A few weeks later, to my delight, First Second sent me a review copy, and I got to share the fun with my kids. My older set outgrew nursery rhymes years ago, but even they were drawn in by the variety of art styles and the fresh, humorous takes on tried-and-true material. My three younger kids, ages seven, five, and two, are madly in love with the book. The five-year-old in particular likes to curl up with it, sounding out the words of familiar rhymes (like the nineteenth-century education reformer Charlotte Mason, I’m a big believer in using nursery rhymes as early reader texts) and studying the art.

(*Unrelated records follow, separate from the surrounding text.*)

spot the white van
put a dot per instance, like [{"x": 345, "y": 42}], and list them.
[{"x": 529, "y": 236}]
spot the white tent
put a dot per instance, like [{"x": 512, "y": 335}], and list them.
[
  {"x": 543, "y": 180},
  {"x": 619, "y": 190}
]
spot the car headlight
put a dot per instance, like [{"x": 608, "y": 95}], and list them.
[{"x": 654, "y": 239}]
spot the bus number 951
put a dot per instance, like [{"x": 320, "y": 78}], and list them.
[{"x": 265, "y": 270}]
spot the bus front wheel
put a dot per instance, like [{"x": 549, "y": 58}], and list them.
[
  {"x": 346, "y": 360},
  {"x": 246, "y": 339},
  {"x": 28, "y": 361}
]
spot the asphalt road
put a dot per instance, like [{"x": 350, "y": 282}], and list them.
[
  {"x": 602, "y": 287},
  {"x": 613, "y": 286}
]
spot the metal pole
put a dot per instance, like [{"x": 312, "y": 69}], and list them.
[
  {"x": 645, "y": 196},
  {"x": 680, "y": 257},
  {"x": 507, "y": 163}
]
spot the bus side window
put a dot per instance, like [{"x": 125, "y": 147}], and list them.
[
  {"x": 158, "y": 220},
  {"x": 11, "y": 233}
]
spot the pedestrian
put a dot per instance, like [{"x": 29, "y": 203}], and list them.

We were especially excited to see one of our family’s favorite illustrators, Marc Rosenthal, in the book. His rhyme, “Yon Yonson,” was new to me and drew wild giggles from the five-year-old. Marc’s grin-filled, cartoony style is a perfect fit for the whimsy of the poem. “Jack and Jill” has never made more sense than in Jaime Hernandez’s sweet panels–it’s the first time I’ve seen an Old Dame Dob who looks like someone you’d actually run to when you were hurt.
Older kids will enjoy comparing the vastly different art styles and may find themselves inspired to try their own hand at sequential art. As for the nursery set: this collection will be my gift of choice for the seven-and-unders on our Christmas list this year.